Enter Rhythm Foundation, whose mission is to build cross-cultural audiences. The Heineken TransAtlantic Festival strives for another level of boundary hopping on top of bringing disparate communities together: to get the creative class and artists who put Miami on the map as a visual arts hotspot to merge with the global music scene. “In Miami, there are lots of young people running galleries and clubs, or working in new media. We wanted to reach out to them.”

Artist line-up:

Aterciopelados: Aterciopelados manage to subvert all the assumptions about Latin rockers by playing music faithful to the rancheras, boleros, and salsa of their upbringing, while remaining wildly, musically creative and deeply engaged in social justice issues. Latin alternative with electronic overtones and a pychedelic, militant edge.

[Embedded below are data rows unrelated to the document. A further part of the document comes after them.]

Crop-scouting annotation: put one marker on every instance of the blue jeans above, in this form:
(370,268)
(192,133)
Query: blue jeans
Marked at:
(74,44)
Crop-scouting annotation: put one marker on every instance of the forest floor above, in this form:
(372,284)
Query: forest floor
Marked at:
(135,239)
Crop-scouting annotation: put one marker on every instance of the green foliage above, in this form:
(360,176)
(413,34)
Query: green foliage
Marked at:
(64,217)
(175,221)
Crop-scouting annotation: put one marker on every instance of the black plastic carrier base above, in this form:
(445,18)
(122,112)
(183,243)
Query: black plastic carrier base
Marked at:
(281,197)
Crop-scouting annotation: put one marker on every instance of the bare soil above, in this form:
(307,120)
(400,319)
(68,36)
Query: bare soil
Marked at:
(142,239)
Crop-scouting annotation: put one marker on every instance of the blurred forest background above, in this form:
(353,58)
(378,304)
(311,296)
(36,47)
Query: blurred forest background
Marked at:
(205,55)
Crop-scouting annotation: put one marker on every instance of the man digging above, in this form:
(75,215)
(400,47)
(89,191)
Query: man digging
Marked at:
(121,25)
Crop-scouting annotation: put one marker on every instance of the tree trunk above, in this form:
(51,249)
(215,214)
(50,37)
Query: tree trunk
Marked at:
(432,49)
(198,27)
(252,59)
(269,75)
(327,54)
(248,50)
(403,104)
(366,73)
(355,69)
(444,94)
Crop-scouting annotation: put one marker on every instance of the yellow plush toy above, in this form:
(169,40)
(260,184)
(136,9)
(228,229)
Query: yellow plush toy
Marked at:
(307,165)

CuCu Diamantes: With family roots that stretch from Cuba to China, the gorgeous CuCu has been the female powerhouse behind Yerba Buena, the group that redefined Latin groove. Diamantes brings similar energy to her new solo project, combining jazz savvy and vintage glamour with the sly grit of New York and the pulse of tango, salsa, and Afro-Cuban beats. If Cucu and Yerba Buena had not been from New York, they would have been from Miami.

Seun Kuti: Seun began playing with his legendary father’s band, Egypt 80, at the tender age of eight. He now leads the group, carrying on the Afrobeat torch. But Seun, whose heroes include Dr. Dre and Chuck D, is taking Afrobeat in his own, new direction, with original tunes and a fresh approach to a venerable tradition. In the midst of an Afrobeat rebirth, this is not like Fela Kuti’s band. This is Fela Kuti’s band.

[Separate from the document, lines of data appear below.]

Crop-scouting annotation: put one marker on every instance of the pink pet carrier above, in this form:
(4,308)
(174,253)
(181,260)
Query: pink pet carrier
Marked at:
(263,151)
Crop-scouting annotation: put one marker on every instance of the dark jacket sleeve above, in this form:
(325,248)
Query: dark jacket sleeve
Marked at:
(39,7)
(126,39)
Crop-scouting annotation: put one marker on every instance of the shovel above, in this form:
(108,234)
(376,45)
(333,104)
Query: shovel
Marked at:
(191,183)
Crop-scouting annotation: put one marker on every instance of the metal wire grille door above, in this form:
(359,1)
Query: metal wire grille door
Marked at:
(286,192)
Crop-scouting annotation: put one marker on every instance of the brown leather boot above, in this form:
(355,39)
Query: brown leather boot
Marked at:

Lykke Li: The young Li was raised by Swedish hippy parents on mountaintops in Portugal and on treks through India, listening to Madonna and dreaming of indie-pop stardom. Li’s delicate songs resonate with a quirky, vulnerable intensity, backed by everything from steel drums to rippling guitars and breakbeats.

Moinho: Hailing from Lapa, the hottest ‘hood in Rio and home of samba, Moinho bring heavy infusions of playful soul and funk to Brazil’s Afro-beat inflected pop. Breathing fresh life into good old samba traditions, the trio is hot on trail of other Lapa legends, Brazilian breakthroughs like Cássia Eller (the Melissa Etheridge of bossa nova) and Carnival darlings Banda Eva.

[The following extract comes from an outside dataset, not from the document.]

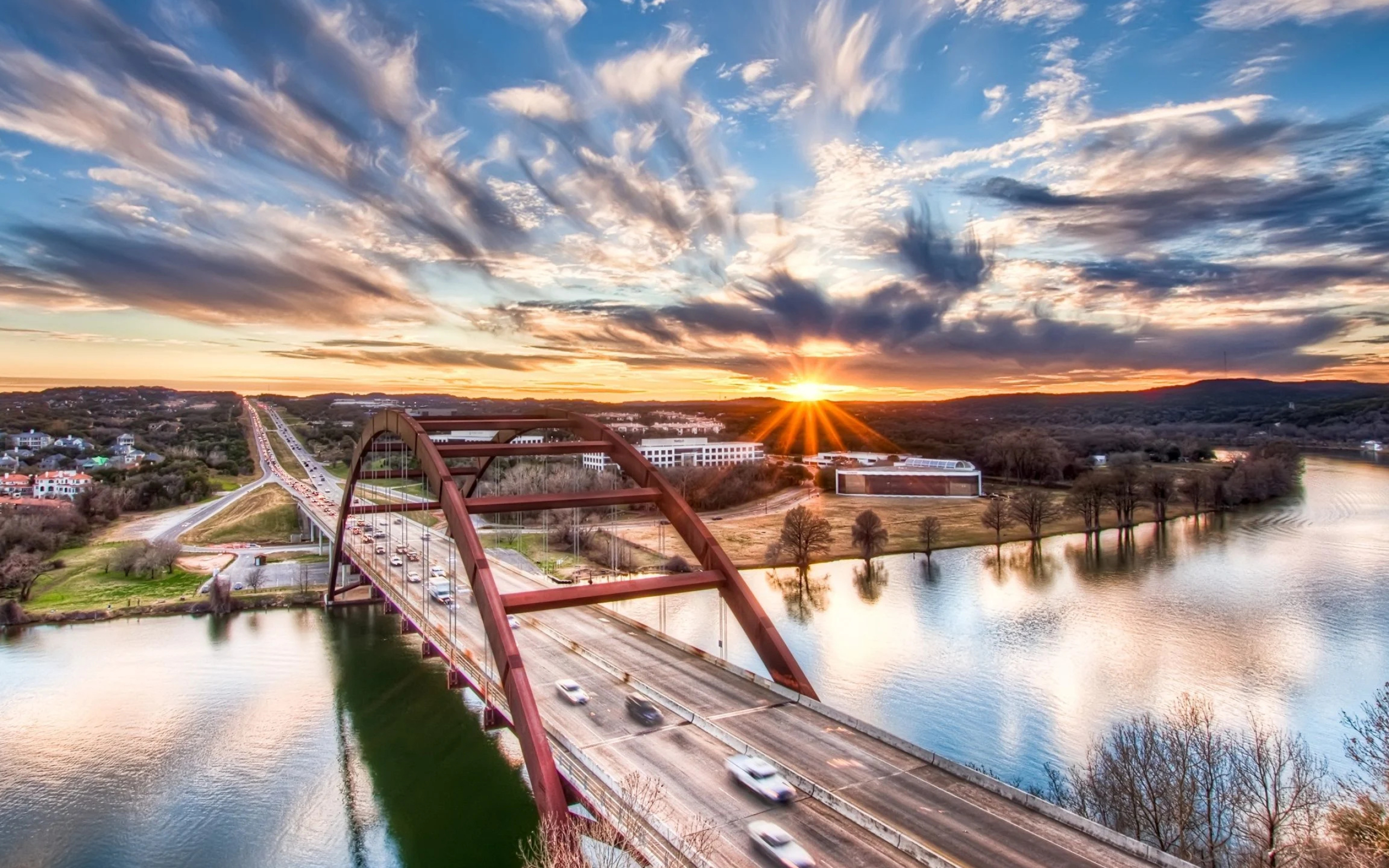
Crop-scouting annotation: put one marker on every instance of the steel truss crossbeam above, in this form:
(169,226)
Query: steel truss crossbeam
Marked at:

Ximena Sariñana: Mexico’s answer to Nora Jones or Camille, Sariñana grew up in a family of artists in Mexico’s film industry and has transformed her dramatic heritage into captivating songs that hint at rock, pop, and soulful jazz. In her very first year as a recording artist, Sariñana has managed to rack up an MTV Latin America Award, a trio of Latin Grammy nods, and a Grammy nomination for Best Latin Rock or Alternative Album.

Zizek: Genres are clashing in Buenos Aires’ hipster enclave of Palermo, and everybody wins. Club Zizek, where DJs spin everything from baile funk to minimal techno to bastard pop, has spawned a homegrown collective of producers, MCs, and DJs, and new, only-in-Buenos Aires club genres like jungle cumbia and electro reggaeton. Glitch meets Argentinean glitz and grit.

For more information visit www.rhythmfoundation.com.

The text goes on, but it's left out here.